Prove that $W$ can be represented as intersection of the kernels of $(n-k)$ linear functionals.
I tried to use the nullity of dual space, but got stuck.
Any ideas?
Hint: in $\mathbb{R}^3$, if $\mathcal{P}$ is a plane through the origin (i.e. two dimensional subspace in a 3-dimensional space), elementary calculus yields: \begin{align*} (x_1, x_2, x_3) \in \mathcal{P} \iff ax_1 + bx_2 + cx_3 = 0 \end{align*} for some $a,b,c$.

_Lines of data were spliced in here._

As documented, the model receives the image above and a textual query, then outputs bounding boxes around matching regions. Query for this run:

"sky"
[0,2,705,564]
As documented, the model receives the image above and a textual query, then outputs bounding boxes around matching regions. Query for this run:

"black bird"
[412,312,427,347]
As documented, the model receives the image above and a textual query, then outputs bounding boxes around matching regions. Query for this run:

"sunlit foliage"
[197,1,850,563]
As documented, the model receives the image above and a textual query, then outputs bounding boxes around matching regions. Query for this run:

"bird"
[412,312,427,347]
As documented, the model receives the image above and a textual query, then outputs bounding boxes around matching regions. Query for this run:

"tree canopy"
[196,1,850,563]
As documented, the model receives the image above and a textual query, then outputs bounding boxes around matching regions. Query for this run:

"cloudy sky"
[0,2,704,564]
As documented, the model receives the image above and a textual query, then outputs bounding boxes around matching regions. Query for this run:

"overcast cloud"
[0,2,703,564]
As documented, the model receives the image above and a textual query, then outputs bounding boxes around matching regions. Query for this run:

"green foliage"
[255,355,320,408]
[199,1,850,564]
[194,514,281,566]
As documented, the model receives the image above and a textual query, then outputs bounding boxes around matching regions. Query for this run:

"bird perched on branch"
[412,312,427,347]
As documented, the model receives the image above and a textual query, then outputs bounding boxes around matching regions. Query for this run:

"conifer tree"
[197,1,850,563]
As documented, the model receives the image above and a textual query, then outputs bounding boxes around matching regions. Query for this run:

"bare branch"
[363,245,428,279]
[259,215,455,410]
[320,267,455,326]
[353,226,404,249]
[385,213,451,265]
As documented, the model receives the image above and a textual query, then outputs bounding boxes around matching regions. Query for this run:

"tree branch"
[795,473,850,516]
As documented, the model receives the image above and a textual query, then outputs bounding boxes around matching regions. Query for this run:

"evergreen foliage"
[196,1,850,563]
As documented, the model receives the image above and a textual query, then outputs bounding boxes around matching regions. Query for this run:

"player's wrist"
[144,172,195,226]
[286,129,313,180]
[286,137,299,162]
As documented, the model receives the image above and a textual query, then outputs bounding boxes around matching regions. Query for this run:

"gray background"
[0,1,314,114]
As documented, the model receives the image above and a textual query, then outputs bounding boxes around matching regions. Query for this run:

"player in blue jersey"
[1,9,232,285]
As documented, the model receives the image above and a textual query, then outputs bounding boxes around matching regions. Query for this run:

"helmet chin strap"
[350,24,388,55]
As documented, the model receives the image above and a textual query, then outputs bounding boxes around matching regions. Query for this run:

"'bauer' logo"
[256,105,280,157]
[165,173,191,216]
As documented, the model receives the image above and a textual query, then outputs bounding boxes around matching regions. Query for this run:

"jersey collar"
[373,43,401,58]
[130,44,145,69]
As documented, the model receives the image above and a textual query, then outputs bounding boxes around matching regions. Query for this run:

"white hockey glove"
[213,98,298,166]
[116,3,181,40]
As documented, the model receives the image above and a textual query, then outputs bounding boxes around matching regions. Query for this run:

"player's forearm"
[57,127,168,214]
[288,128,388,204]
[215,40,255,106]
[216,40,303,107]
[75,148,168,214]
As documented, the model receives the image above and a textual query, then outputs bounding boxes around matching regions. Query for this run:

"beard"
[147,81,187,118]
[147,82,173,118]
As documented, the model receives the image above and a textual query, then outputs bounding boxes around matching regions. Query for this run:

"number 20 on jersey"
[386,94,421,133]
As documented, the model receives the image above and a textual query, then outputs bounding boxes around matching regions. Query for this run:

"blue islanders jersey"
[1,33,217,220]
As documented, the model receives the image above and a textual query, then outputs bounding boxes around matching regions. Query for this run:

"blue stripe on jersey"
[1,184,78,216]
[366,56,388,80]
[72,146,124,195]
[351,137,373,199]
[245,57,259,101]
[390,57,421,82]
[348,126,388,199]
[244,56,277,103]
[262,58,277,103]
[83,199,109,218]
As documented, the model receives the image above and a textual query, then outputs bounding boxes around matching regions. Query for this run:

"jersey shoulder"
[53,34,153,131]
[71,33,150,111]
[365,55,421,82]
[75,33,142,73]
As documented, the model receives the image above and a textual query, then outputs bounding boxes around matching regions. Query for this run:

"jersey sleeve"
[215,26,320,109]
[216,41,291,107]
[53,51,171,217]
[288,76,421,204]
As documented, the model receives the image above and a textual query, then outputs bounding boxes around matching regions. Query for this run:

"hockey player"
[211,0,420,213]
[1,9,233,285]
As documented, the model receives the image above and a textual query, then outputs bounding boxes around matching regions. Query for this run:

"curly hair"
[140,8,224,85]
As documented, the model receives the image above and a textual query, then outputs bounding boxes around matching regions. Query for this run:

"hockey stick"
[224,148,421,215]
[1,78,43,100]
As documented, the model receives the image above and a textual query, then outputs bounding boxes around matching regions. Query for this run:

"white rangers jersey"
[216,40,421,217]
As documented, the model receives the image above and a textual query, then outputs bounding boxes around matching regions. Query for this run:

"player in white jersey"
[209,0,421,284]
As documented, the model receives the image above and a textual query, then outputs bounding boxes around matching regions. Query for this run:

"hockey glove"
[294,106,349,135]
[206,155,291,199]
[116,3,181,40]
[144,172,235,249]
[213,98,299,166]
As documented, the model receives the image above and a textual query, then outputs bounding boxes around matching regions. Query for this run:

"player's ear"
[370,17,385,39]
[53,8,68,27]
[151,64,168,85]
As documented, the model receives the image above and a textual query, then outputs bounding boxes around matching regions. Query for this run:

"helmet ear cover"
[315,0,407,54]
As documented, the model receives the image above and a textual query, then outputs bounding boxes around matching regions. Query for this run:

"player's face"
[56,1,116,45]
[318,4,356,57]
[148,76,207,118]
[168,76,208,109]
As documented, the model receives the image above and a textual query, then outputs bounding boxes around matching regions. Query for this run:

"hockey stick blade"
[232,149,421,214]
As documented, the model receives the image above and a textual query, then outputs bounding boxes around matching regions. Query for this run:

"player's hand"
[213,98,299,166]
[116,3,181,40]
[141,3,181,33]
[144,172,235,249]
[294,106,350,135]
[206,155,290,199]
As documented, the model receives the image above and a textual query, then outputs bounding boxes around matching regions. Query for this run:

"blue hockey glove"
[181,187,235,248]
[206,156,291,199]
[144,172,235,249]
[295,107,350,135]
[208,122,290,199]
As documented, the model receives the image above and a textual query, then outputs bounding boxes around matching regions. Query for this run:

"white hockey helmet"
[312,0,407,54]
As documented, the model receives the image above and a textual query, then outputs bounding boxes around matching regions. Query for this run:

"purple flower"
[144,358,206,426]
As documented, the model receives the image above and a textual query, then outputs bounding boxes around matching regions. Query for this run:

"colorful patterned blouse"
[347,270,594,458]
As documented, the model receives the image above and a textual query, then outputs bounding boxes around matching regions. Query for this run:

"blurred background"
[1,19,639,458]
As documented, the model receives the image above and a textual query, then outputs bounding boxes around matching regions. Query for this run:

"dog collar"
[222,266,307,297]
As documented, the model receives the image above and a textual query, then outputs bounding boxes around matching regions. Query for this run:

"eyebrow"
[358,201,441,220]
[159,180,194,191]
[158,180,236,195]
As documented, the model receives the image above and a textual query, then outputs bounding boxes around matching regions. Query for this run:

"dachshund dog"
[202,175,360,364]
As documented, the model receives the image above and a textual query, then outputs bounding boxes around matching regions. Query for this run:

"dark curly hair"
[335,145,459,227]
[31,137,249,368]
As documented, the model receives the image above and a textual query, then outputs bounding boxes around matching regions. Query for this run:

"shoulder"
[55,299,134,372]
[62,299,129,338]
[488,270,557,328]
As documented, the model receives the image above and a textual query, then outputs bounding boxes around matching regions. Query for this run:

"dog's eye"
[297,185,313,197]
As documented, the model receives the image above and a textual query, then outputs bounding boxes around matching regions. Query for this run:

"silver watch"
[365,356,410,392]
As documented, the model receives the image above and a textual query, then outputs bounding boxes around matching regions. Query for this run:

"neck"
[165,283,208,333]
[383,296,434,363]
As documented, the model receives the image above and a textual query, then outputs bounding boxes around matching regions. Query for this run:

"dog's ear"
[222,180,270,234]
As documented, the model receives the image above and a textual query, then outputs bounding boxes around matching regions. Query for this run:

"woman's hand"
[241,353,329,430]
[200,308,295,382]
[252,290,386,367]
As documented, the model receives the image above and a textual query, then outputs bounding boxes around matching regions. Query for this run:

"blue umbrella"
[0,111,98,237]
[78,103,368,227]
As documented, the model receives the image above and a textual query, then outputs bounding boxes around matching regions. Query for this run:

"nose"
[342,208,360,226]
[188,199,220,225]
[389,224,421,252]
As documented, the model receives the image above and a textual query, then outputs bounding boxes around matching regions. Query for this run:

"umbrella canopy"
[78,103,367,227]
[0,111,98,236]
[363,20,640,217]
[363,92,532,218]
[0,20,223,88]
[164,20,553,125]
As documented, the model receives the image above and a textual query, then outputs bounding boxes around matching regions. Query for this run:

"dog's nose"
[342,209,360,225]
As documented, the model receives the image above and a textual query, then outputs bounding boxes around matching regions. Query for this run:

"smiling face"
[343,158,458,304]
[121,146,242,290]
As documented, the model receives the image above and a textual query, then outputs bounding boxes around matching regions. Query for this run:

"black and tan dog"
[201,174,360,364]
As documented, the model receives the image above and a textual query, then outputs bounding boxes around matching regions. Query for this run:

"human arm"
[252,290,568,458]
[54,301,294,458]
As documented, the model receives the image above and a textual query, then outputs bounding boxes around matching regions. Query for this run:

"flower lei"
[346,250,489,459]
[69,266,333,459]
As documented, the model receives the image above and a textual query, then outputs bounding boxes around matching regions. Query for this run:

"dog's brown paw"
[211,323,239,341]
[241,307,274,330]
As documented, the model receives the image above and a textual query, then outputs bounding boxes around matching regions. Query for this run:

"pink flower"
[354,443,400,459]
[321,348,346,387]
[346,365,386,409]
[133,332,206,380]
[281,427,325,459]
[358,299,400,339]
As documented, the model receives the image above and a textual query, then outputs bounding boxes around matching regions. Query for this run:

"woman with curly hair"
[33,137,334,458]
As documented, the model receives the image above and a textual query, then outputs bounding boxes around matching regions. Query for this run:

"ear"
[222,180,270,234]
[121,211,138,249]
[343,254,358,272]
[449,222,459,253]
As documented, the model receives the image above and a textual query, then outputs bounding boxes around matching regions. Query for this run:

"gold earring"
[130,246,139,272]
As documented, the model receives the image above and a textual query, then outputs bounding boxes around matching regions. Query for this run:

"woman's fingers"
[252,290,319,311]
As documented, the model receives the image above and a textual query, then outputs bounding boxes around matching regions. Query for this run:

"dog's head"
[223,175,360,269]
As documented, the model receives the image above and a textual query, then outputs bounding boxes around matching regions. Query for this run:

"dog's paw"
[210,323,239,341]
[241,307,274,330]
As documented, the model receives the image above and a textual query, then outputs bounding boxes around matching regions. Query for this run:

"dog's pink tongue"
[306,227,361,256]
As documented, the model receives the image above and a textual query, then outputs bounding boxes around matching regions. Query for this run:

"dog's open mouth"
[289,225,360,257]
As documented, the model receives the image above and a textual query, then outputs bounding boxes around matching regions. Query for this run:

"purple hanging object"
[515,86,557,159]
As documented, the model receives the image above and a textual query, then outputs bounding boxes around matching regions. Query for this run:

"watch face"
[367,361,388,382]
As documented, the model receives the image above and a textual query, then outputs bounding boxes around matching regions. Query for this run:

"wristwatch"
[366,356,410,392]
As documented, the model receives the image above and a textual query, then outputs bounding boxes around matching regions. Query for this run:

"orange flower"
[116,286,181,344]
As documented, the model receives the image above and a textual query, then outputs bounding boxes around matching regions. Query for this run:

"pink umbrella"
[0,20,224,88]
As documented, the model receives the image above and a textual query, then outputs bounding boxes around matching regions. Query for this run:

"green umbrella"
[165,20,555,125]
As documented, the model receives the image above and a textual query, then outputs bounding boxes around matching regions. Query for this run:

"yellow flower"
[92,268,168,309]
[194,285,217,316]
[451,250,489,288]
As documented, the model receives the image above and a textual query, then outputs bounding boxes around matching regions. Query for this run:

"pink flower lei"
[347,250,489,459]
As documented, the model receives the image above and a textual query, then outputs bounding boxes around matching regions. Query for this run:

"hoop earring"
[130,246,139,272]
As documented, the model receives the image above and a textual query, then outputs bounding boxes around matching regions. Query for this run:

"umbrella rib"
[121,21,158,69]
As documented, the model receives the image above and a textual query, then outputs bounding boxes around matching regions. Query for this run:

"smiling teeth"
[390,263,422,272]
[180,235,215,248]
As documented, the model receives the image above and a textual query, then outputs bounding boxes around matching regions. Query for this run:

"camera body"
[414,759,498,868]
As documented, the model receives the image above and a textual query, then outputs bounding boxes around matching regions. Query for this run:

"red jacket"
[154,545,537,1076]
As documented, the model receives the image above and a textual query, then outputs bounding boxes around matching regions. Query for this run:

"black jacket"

If $\mathcal{D}$ is a line through the origin (i.e 1-dimensional subspace in a 3-dimensional space), then there exists $a,b,c,d,e,f$ such that: \begin{align*} (x_1, x_2, x_3) \in \mathcal{D} \iff (ax_1 + bx_2 + cx_3 = 0) \, \wedge \, (dx_1 + ex_2 + fx_3 = 0) \end{align*}
In the first case, by choosing $\{e_1, e_2\}$a basis of $\mathcal{P}$, we can complete (non-trivial statement) it into a basis of $\mathbb{R}^3$. In fact, we can find $n$ orthonormal to our plane, such that $x$ is in $\mathcal{P}$ exactly when $x$ has no component on $n$ i.e. $\langle x ,n \rangle = 0$. Now notice $x \mapsto \langle x, n \rangle$ is a functional...
Let $W$ have the basis $\{x_1,x_2,...,x_k\}$,then extend it to a basis $\{x_1,...,x_n\}$ of $V$,consider the dual basis $\{f_1,...,f_n\}$.$W=span\{x_1,...,x_k\}=\{x\in V: f_i(x)=0 ,\forall i\geq k+1\}=\bigcap\limits_{i\geq k+1}N_{f_i}.$Each of $N_{f_i}$ is a non zero linear functionsl hence the kernel is a hyperspace.